JuridictionTribunal Administratif de Paris
SectionTribunal Administratif de Paris
N° DossierTA75-2314984
TypeDécision
PublicationC
Formation4e Section - 1re Chambre - R.222-13
Avocat requérantJEAN-MARIE CASSÉUS

Texte intégral

Vu la procédure suivante :

Par une requête, enregistrée le 24 juin 2023, M. B demande au tribunal :

1°) d'annuler la décision du 23 février 2023 par laquelle la commission de médiation de Paris a refusé de reconnaître le caractère prioritaire et urgent de sa demande de logement social en application des dispositions du II de l'article L. 441-2-3 du code de la construction et de l'habitation ;

2°) d'enjoindre à la commission de médiation de désigner sa demande de logement social comme prioritaire et urgente en application du II de l'article L. 441-2-3 du code de la construction et de l'habitation, subsidiairement, de réexaminer sa situation.

Il soutient que la commission de médiation a commis une erreur dans l'appréciation de la situation qui est la sienne.

La requête a été communiquée au préfet de la région d'Ile-de-France, préfet de Paris qui n'a pas produit de mémoire en défense.

Vu les autres pièces du dossier.

Vu :

- le code de la construction et de l'habitation ;

- le code de justice administrative.

Le président du tribunal a désigné M. Blusseau en application de l'article R. 222-13 du code de justice administrative.

Le magistrat désigné a dispensé le rapporteur public, sur sa proposition, de prononcer des conclusions à l'audience.

Les parties ont été régulièrement averties du jour de l'audience.

Ont été entendus au cours de l'audience publique :

- le rapport de M. Blusseau,

- et les observations de M. B.

La clôture de l'instruction a été prononcée à l'issue de l'audience.

Considérant ce qui suit :

1. M. B a, le 12 septembre 2022, saisi la commission de médiation de Paris en vue de la reconnaissance du caractère prioritaire et urgent de sa demande de logement social, en application des dispositions du II de l'article L. 441-2-3 du code de la construction et de l'habitation. La commission de médiation de Paris a, par décision du 23 février 2023, rejeté cette demande au motif que " les éléments fournis à l'appui de son recours ne permettent pas de caractériser la situation de sur-occupation invoquée, laquelle n'est pas avérée (16m² prévus par les textes, 32 m² dans le dossier) ". M. B demande au tribunal l'annulation de cette décision.

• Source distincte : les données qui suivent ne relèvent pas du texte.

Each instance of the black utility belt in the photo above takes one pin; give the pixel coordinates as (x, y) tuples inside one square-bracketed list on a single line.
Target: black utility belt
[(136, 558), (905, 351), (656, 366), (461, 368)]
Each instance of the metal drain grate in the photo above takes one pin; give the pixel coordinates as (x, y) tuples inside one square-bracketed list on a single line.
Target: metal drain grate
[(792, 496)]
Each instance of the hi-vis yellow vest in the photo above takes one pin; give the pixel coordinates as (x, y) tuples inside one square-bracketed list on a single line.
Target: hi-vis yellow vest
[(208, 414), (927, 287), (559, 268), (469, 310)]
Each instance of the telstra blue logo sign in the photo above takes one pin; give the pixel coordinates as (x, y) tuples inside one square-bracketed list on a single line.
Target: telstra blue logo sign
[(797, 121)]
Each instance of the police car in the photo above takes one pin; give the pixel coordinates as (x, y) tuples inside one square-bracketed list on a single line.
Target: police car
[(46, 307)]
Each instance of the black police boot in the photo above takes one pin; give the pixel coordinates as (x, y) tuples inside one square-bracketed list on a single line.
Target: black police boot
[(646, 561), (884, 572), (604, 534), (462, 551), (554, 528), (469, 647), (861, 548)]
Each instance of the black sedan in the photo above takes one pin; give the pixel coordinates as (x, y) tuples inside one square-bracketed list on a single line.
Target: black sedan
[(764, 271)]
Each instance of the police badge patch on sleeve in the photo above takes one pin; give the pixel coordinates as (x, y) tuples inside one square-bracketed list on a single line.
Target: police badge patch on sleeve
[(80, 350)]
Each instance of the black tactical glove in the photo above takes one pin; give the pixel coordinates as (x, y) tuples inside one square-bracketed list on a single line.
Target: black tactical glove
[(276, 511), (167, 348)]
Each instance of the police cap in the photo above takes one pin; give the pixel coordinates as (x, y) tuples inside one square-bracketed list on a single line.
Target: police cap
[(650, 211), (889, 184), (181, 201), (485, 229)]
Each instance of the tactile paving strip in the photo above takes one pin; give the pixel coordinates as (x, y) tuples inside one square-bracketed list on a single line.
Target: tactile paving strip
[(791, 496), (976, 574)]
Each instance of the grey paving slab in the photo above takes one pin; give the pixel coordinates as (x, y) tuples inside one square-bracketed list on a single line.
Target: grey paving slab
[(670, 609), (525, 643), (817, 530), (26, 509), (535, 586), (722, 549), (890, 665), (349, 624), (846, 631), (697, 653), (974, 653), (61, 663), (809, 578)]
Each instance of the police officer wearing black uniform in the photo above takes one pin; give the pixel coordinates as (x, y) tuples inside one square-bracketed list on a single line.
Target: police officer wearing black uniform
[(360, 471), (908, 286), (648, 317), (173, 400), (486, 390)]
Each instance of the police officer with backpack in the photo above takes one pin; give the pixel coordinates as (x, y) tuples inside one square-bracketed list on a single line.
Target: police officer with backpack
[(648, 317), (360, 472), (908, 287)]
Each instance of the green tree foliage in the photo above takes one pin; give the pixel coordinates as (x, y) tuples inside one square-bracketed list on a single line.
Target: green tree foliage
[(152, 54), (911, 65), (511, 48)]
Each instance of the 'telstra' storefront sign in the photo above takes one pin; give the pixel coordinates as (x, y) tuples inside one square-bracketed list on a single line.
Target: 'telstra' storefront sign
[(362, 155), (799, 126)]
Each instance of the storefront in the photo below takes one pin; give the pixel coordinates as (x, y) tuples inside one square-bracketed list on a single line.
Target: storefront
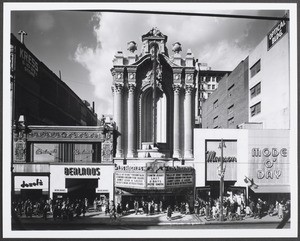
[(255, 163), (154, 182), (269, 169), (35, 187), (82, 181)]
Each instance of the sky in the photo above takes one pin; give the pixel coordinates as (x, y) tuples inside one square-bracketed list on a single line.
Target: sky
[(82, 44)]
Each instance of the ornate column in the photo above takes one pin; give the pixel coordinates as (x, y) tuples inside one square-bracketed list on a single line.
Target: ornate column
[(176, 131), (118, 97), (131, 120), (188, 118)]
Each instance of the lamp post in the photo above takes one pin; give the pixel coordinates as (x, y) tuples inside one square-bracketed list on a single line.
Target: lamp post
[(222, 172)]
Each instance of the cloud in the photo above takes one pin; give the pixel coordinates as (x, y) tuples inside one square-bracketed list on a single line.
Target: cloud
[(222, 43), (44, 21)]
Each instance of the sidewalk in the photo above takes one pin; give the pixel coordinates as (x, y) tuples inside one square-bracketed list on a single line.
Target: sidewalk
[(145, 220)]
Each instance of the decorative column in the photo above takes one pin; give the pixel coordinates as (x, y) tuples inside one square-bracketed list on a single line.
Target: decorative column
[(118, 101), (176, 131), (131, 120), (188, 127)]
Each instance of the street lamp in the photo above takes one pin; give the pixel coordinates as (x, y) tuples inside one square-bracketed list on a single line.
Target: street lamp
[(222, 172)]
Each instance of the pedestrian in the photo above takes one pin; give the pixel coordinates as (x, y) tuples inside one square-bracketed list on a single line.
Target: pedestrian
[(112, 211), (136, 207), (280, 210), (169, 213)]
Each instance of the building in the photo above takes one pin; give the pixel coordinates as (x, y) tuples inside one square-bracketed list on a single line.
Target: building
[(60, 162), (257, 91), (207, 81), (227, 106), (154, 115), (256, 163), (254, 100), (269, 80), (41, 96)]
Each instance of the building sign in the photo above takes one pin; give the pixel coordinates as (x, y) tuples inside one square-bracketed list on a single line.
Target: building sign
[(213, 160), (147, 178), (179, 179), (31, 182), (270, 161), (28, 62), (63, 152), (130, 179), (155, 180), (277, 33)]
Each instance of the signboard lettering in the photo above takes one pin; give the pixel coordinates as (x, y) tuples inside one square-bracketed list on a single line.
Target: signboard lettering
[(82, 171), (269, 158), (29, 63), (277, 33)]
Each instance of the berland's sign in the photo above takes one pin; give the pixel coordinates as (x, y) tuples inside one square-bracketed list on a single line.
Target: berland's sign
[(277, 33)]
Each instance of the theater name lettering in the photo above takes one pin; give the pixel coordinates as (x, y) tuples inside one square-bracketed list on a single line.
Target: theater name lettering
[(269, 157), (29, 63), (211, 157)]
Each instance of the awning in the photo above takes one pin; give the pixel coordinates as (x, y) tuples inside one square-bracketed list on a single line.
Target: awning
[(271, 189)]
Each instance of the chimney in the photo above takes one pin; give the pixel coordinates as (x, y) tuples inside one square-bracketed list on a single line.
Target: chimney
[(22, 33)]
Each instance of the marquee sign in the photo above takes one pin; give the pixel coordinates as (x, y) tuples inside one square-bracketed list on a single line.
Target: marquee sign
[(154, 176)]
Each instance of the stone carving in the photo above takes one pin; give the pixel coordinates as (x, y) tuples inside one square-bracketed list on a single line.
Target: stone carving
[(189, 89), (131, 88), (131, 46), (176, 88), (177, 48)]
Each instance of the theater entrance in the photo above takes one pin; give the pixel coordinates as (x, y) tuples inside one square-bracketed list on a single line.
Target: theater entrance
[(82, 188)]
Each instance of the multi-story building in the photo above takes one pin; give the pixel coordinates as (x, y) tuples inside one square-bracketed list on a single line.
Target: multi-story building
[(41, 96), (207, 81), (257, 91), (227, 106)]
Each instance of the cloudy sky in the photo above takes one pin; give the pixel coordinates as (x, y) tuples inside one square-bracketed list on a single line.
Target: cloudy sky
[(82, 44)]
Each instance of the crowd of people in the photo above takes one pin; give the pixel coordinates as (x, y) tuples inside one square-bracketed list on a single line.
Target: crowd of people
[(235, 208), (59, 208)]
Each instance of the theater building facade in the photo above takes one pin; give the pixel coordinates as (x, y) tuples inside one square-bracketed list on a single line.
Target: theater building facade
[(63, 162), (154, 114)]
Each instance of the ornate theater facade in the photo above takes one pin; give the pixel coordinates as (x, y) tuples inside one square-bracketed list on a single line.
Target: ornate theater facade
[(154, 113)]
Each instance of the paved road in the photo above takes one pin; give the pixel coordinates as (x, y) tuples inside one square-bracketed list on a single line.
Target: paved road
[(93, 226)]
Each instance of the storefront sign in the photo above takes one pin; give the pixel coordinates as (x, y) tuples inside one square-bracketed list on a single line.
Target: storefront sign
[(213, 160), (155, 180), (277, 33), (82, 171), (130, 179), (271, 158), (29, 64), (179, 179), (31, 182)]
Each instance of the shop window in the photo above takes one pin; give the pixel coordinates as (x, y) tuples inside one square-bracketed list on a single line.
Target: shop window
[(255, 109), (255, 69), (254, 91), (230, 109), (215, 104), (231, 121)]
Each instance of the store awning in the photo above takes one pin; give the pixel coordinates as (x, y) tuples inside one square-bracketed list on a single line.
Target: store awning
[(271, 189)]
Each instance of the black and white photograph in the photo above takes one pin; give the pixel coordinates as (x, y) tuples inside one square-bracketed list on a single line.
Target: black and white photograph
[(149, 120)]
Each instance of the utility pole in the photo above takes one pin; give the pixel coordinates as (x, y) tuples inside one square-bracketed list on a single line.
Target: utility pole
[(221, 146)]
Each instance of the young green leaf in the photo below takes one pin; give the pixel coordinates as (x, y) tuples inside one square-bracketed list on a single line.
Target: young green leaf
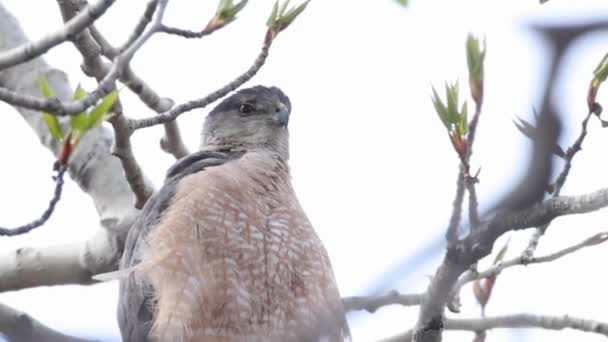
[(100, 113), (51, 120), (440, 108), (53, 124), (462, 124), (281, 17), (601, 71)]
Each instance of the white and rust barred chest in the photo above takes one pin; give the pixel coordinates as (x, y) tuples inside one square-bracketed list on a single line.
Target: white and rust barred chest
[(245, 263)]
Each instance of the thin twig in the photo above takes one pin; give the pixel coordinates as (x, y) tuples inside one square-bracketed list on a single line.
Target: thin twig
[(522, 320), (519, 261), (559, 183), (373, 303), (201, 103), (30, 50), (19, 326), (141, 26), (58, 179), (452, 231), (93, 63), (184, 33)]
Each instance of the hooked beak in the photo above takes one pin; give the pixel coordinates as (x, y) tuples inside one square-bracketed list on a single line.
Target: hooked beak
[(282, 115)]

2. Il ressort des pièces du dossier que par une décision du 15 juin 2023, l'administration a reconnu M. B comme prioritaire et devant être logée d'urgence. Par suite, la requête de M. B est désormais privée d'objet et, dès lors, il n'y a pas lieu de statuer.

D E C I D E :

Article 1er : Il n'y a plus lieu de statuer sur les conclusions aux fins d'annulation de la décision implicite de rejet née du silence gardé par la commission de médiation de Paris suite au recours de M. B et sur les conclusions à fin d'injonction.

Article 2 : Le présent jugement sera notifié à M. B et au ministre délégué auprès du ministre de la transition écologique et de la cohésion des territoires, chargé du logement.

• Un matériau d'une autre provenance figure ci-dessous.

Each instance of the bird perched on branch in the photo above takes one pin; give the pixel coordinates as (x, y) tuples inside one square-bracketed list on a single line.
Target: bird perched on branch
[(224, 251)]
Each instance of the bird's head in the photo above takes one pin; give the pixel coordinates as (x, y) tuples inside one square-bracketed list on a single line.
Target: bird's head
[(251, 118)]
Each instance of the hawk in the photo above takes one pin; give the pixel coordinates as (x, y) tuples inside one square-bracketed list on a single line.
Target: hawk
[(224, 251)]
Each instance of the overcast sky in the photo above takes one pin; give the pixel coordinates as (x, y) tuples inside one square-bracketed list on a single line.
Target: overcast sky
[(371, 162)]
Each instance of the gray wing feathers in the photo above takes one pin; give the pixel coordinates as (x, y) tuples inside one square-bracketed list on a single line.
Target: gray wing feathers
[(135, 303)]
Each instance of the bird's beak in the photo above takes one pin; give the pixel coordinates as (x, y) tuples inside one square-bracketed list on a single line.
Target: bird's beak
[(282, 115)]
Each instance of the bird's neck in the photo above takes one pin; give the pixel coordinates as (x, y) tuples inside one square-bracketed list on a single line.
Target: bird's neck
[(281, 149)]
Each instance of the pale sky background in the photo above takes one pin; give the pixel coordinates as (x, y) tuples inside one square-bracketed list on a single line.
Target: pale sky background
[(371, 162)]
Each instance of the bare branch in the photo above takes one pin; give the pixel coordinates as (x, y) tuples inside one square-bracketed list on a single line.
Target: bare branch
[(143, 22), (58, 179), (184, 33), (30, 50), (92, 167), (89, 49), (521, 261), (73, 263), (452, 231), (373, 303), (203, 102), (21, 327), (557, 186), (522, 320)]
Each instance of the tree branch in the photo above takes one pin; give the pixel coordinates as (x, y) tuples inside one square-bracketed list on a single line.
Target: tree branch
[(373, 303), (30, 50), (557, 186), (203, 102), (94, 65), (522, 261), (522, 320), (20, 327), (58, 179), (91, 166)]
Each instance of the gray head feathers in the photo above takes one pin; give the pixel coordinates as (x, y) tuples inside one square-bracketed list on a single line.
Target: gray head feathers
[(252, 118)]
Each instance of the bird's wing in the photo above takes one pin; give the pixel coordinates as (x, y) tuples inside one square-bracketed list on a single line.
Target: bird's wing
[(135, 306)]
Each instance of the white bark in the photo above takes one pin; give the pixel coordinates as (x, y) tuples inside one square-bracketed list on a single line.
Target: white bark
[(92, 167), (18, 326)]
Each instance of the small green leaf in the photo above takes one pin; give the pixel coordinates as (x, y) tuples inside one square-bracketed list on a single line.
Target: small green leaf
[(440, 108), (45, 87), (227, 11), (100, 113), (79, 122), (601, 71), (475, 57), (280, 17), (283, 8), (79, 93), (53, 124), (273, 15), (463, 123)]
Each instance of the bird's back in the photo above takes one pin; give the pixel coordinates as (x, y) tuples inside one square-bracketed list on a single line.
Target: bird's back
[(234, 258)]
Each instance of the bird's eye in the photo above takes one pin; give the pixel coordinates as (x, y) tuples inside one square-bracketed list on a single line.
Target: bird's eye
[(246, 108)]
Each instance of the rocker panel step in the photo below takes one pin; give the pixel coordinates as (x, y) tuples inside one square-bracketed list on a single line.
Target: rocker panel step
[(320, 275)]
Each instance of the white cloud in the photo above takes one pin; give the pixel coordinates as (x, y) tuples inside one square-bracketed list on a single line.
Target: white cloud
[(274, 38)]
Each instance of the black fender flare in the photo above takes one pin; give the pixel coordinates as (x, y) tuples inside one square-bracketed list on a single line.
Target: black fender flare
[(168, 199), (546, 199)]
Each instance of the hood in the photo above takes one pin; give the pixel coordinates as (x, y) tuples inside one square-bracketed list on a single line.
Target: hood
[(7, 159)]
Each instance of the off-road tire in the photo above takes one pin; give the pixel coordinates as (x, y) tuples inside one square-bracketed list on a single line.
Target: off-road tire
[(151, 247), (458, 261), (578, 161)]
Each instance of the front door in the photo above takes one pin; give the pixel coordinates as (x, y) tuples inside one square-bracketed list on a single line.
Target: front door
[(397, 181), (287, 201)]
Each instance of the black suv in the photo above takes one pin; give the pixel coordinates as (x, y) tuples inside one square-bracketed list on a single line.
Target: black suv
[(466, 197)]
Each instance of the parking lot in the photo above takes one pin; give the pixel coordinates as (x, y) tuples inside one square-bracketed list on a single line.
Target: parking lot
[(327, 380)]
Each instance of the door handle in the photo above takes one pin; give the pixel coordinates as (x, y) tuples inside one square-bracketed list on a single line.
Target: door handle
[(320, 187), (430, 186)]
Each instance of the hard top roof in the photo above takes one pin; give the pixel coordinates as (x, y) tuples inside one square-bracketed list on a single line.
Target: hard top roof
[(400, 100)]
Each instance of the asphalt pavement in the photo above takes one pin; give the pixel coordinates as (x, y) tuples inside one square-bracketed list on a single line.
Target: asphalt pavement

Copie en sera adressée au préfet de la région Ile-de-France, préfet de Paris.

Rendu public par mise à disposition au greffe le 15 mars 2024.

Le magistrat désigné,

A. Blusseau

La greffière,

J. Iannizzi

La République mande et ordonne au ministre délégué auprès du ministre de la transition écologique et de la cohésion des territoires, chargé du logement, en ce qui le concerne, ou à tous commissaires de justice à ce requis, en ce qui concerne les voies de droit commun contre les parties privées, de pourvoir à l'exécution du présent jugement.